I remember the next days as a time of apprehension, rumors and un-knowing.  We lived with the sound of bombing around the city, but little concrete information as to the scope of the battles.  It was several days until we were able to get out to assess the needs and destruction in some of the neighborhoods around the city.  Our first concern was to verify the situation of our many volunteers and staff stationed in the city and around the country.  We heard via cable from the Vietnam Christian Service (VNCS) teams in Nha Trang, Pleiku, Quang Ngai and then the other smaller and remote places where our people were working.  It was almost a week later that we heard from Hue, one of the cities in Central Vietnam that under-went some of the fiercest battles. In fighting that went on in Hue for almost three weeks over two hundred US Marines and probably thousands of Vietnamese from both sides of the conflict were killed as that beautiful city endured major destruction. 

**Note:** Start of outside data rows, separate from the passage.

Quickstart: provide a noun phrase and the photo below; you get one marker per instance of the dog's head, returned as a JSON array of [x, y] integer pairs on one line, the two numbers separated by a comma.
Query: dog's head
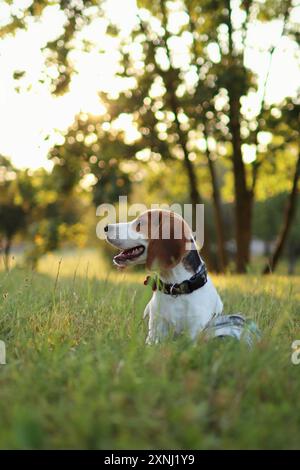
[[157, 238]]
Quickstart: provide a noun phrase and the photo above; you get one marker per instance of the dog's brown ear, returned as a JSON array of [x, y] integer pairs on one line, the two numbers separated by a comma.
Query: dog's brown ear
[[167, 244]]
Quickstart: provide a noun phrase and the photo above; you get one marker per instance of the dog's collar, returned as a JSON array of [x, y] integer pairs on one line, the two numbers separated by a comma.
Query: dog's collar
[[186, 287]]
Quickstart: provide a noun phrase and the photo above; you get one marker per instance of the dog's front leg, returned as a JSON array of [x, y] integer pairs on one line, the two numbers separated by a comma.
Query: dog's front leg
[[157, 328]]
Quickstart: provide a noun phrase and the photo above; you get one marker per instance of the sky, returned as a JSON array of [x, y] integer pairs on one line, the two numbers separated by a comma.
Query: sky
[[31, 114]]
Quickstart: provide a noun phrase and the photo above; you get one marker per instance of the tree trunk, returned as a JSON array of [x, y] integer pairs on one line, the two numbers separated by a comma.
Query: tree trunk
[[243, 196], [289, 214], [217, 209], [195, 197]]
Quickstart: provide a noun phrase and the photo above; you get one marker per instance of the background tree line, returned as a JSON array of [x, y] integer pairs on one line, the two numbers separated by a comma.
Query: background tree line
[[191, 136]]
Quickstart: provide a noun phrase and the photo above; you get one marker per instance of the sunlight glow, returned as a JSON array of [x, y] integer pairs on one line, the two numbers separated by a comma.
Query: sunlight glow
[[32, 118]]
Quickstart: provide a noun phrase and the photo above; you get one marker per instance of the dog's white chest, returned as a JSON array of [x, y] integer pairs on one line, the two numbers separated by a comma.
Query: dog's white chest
[[189, 312]]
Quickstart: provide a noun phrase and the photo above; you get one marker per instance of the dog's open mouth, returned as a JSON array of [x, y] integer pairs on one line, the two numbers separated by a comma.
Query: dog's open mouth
[[128, 255]]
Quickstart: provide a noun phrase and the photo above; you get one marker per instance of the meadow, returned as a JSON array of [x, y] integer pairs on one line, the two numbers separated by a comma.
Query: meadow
[[78, 373]]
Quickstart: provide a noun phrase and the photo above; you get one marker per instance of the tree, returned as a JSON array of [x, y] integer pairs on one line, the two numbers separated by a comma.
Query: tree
[[174, 100], [12, 210], [287, 127]]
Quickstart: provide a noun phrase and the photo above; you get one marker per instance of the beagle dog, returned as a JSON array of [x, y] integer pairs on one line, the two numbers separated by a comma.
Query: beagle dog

We were relieved to hear that all seven VNCS staff in Hue were safe!   Indeed, we could report to anxious colleagues and families back home that we were all O.K.  When Ove Nielsen at Lutheran World Relief in New York called my mother and said, “This is Ove Nielsen from LWR in New York” she burst into sobs before he could finish saying “we’ve just heard from Saigon that Judy, Jerry and Bret are safe”.  The reality was that folks back in the States were getting more information from newspapers and evening newscasts then we were right in the middle of it.  The American public was alarmed, and rightly so.

The TET offensive is one of those times and places etched in my mind forever, the sounds, smells, sights, feelings; and the destruction we observed.  Above all it was the solidarity and shared emotions we experienced with each other, both international colleagues and Vietnamese.  And it reinforced our commitment to have a small part in ending this madness, or at least alleviating just a bit of the suffering it caused.

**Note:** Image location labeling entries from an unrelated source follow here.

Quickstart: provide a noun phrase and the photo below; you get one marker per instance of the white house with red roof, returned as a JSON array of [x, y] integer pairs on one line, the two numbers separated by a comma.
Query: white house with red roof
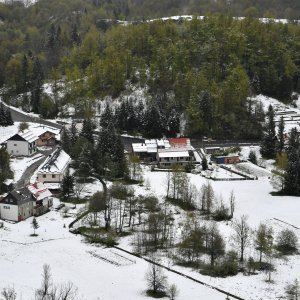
[[52, 172], [22, 144]]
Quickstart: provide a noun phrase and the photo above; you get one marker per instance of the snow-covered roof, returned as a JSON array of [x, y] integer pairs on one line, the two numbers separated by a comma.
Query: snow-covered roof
[[150, 146], [139, 147], [27, 135], [38, 130], [166, 154], [39, 191], [57, 162]]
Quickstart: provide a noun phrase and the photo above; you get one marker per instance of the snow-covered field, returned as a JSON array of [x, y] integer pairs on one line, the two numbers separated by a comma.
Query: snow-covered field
[[99, 273], [71, 259]]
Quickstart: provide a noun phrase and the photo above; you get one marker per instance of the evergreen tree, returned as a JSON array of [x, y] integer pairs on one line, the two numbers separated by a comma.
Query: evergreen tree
[[24, 74], [73, 133], [107, 117], [66, 141], [37, 85], [34, 225], [292, 175], [268, 145], [173, 123], [153, 126], [2, 115], [204, 164], [280, 143], [8, 117], [67, 185], [87, 130], [252, 157]]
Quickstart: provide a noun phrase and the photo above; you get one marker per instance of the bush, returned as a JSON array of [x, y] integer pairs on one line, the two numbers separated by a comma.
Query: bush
[[287, 242], [228, 267]]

For some of us TET was the beginning of the end of our time in Vietnam as Judy and Bret and other mothers and children were evacuated to Malaysia; and a few staff who could not continue with their projects were reassigned to other countries.  But most “VNCSers” persisted and continued to do social work, distribute aid, bind wounds, and show solidarity with the displaced and traumatized – until it all came to an end when the NVA finally marched into Saigon in 1975.